What is PSHuman?
PSHuman is an innovative framework that uses multi-view diffusion models and explicit reconstruction techniques to generate realistic 3D human models from a single image. This technology is particularly useful for handling complex self-occlusion issues and avoids geometric distortions in facial details. By jointly modeling global body shapes and local facial features across different scales, PSHuman creates detailed new perspective views while maintaining identity characteristics. Additionally, it enhances cross-view body shape consistency in various poses through the use of parameterized models like SMPL-X.
Target Audience:
The target audience includes 3D modelers, game developers, animators, and professionals in virtual reality.

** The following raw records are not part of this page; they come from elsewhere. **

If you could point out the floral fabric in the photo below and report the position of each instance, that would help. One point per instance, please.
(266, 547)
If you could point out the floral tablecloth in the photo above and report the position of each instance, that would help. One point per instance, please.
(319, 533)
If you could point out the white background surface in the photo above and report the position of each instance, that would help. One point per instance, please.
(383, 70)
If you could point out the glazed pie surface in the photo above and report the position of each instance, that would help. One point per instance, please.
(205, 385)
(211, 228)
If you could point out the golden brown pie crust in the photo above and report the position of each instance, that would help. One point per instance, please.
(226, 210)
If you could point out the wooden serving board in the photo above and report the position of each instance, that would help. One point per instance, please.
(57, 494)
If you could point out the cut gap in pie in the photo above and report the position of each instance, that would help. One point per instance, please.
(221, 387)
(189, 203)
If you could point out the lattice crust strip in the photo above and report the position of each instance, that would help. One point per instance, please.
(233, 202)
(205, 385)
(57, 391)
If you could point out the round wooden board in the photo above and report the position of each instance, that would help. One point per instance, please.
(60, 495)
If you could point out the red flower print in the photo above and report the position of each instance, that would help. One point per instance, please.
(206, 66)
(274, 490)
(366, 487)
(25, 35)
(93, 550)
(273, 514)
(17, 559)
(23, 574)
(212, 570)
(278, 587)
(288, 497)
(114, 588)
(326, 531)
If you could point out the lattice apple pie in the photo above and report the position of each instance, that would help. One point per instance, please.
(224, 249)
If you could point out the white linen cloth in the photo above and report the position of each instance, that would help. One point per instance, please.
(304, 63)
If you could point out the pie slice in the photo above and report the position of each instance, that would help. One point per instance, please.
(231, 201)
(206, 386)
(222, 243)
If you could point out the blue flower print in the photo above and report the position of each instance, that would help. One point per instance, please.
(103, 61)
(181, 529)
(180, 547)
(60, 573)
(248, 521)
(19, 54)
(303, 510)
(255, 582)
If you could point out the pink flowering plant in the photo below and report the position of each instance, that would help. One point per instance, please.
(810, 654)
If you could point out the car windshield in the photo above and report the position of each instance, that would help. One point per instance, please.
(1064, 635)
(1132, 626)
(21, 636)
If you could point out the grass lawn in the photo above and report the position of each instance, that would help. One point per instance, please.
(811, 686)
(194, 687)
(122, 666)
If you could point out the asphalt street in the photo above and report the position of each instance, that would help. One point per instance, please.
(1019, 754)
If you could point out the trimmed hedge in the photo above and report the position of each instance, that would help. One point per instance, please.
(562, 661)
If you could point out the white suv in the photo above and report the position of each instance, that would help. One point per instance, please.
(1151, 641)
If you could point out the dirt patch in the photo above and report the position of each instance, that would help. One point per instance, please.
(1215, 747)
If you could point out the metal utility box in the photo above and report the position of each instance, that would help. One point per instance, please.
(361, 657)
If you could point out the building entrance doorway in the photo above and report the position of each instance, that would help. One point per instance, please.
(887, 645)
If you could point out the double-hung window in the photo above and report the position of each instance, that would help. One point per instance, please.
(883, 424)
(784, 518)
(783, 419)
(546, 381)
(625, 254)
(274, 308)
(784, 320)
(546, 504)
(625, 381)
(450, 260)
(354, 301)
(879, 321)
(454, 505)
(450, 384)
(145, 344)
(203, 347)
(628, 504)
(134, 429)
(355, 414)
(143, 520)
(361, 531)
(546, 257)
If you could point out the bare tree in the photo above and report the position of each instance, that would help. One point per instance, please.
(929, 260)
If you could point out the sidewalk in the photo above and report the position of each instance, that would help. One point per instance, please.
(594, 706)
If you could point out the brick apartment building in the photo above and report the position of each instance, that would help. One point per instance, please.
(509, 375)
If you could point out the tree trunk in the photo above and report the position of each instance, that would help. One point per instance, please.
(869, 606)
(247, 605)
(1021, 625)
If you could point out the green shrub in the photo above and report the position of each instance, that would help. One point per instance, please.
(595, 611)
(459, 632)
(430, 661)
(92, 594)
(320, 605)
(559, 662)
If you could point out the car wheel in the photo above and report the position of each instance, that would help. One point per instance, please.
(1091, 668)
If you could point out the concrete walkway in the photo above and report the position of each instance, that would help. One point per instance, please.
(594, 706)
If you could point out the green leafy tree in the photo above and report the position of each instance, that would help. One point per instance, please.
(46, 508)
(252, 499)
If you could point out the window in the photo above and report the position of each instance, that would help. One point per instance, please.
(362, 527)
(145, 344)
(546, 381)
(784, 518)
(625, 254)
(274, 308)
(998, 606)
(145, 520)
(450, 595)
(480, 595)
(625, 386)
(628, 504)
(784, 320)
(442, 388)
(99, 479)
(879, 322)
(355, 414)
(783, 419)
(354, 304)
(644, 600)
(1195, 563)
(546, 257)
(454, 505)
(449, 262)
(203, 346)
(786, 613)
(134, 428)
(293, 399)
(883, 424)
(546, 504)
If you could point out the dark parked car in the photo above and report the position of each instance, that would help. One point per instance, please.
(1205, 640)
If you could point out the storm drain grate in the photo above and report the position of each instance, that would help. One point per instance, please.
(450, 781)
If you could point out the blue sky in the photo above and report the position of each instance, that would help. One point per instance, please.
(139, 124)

PSHuman helps these users quickly and efficiently create high-quality 3D content for applications such as game character design, animation, and VR experiences.
Example Scenarios:
1. Game developers can use PSHuman to rapidly generate realistic game character models.
2. Animators can utilize PSHuman to create precise 3D character models for animated films.
3. Virtual reality companies can employ PSHuman to develop authentic virtual characters for VR experiences.
Key Features:
3D Human Reconstruction from Single Image: Generates realistic 3D human models from a single image.
Multi-View Diffusion Across Scales: Jointly models global body shapes and local facial features for rich detail in new perspectives.
Explicit Reconstruction Techniques: Uses multi-view normals and color images with differentiable rasterization to restore realistic textured human meshes.
Consistent Body Pose: Enhances cross-view body shape consistency in various poses using body priors from models like SMPL-X.
Highly Realistic Textures: Extensive experiments on CAPE and THuman2.1 datasets demonstrate superior performance in geometry, texture fidelity, and generalization.
Versatile Application: Suitable for both real and non-real characters like anime figures.
Tutorial:
1. Prepare a full-body image.
2. Use the PSHuman framework by inputting the full-body image and predicting the SMPL-X model.
3. Generate six-view global body images and local facial images through multi-view image diffusion models.
4. Use generated normal and color maps to deform and reconstruct the SMPL-X model with explicit human carving techniques initialized by SMPLX.
5. Optimize the model using differentiable rasterization to match the input image.
6. Generate the final realistic 3D human model.